Now, Tousignant is focused on her next goal – putting women’s Para ice hockey on the Paralympic Winter Games programme.
And the first step towards it will be raising awareness for the first-ever Para Ice Hockey Women’s World Challenge, where Tousignant will represent Team Canada from 26-28 August in Green Bay, Wisconsin, United States.
“I’ve seen a lot of progress in the last few years, and this is very exciting,” Tousignant said. “We’ve worked so hard for this to happen. Now, we have the opportunity to build an opportunity to go to the Paralympic Games for us and for all the women after us.”
Sponsored by Citi, the event in Green Bay will also include teams from Great Britain, USA and a Team World.

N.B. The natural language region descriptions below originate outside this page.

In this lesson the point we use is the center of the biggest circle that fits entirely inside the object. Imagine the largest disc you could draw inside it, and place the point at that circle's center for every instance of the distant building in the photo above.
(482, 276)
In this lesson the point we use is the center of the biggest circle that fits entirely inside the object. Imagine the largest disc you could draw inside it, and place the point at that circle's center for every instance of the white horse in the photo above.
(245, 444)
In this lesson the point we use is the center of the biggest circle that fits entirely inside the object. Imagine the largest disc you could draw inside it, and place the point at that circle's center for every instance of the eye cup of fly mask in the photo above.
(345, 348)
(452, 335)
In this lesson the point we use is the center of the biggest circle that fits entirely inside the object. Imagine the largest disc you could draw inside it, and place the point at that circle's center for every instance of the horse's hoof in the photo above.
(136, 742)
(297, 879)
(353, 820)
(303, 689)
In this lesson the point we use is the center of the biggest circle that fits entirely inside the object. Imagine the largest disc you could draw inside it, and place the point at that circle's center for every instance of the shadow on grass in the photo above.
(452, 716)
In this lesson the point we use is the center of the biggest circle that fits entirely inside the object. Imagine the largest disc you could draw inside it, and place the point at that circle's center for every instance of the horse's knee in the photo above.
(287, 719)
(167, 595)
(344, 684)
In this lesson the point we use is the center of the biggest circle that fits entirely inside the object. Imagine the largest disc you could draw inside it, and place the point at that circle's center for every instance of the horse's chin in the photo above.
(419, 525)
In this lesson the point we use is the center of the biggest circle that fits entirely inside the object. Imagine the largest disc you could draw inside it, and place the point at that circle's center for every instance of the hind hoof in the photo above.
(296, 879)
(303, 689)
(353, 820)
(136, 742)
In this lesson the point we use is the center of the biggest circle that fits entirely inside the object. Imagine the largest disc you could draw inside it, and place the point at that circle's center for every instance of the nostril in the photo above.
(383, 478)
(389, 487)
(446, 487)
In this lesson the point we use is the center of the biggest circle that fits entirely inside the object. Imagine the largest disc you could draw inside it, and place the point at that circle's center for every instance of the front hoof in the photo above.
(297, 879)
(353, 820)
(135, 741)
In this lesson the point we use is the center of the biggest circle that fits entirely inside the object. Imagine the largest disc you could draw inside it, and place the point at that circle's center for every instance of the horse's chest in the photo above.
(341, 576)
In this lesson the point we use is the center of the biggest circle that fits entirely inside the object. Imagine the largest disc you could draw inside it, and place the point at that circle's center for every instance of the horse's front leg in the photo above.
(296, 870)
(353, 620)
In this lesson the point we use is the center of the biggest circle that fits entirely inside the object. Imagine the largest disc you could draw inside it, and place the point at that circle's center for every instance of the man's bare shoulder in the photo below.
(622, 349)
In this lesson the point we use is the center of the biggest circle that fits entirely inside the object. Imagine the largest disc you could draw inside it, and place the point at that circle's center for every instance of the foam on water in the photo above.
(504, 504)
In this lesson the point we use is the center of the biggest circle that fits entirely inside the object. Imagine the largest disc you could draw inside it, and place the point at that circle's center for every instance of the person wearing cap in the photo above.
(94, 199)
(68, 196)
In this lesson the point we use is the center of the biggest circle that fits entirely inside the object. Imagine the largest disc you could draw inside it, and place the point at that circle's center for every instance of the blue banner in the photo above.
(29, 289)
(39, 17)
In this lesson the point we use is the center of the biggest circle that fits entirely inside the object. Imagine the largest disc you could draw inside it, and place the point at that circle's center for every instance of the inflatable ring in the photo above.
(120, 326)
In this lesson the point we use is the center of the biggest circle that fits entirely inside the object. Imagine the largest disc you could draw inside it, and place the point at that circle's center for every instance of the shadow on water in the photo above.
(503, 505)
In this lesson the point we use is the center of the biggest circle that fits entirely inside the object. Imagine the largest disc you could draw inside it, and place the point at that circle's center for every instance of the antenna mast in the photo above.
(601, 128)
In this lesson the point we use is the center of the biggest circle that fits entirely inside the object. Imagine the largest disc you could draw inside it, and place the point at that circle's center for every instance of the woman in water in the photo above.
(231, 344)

“Having a sponsor will be life-changing for the women in this sport,” Tousignant said. “The last Paralympic Games rekindled the fire in me and reminded me that we were not there but all the men from our national team were there. We want the same opportunity for women.”
Grew as a player
Tousignant, who has been part of the Canada’s women’s national team since she was 14, was diagnosed with bone cancer at the age of nine. It was an accident while playing ringette – a Canadian winter sport using ice hockey skates – that left her with a hip injury.
After three months of chemotherapy, her leg was amputated.
Six months later, Tousignant was on a para ice hockey sledge after her father introduced her to the sport. “The feeling of being back on ice was incredible and I was grateful for the opportunity to move,” she said.
Tousignant, 20, is now one of the key players in the Canada women’s team and also recently won gold at nationals with the men’s provincial team. “Playing with the men team made me grow as a player,” she said. “In two weeks, I probably learned more than in my entire career.”
Lifeline during Pandemic
For Tousignant, Para ice hockey also served as lifeline during the Pandemic – she found the silver lining when the world was at its worst, utilising the time to improve her game and build on her strength.
“The Covid-19 Pandemic was probably good for me because I was then training seven days a week, which was crazy,” she said.
While Tousignant has had stellar success breaking down barriers and earning herself a rightful spot in the men’s team, she is now eager to bring other women along with her to create equality within the sport. And the work begins with the Women’s World Challenge.
“We work just as hard as the men and deserve it just as much as they do,” Tousignant said. “We probably work even harder than men because we are fighting just to be there.”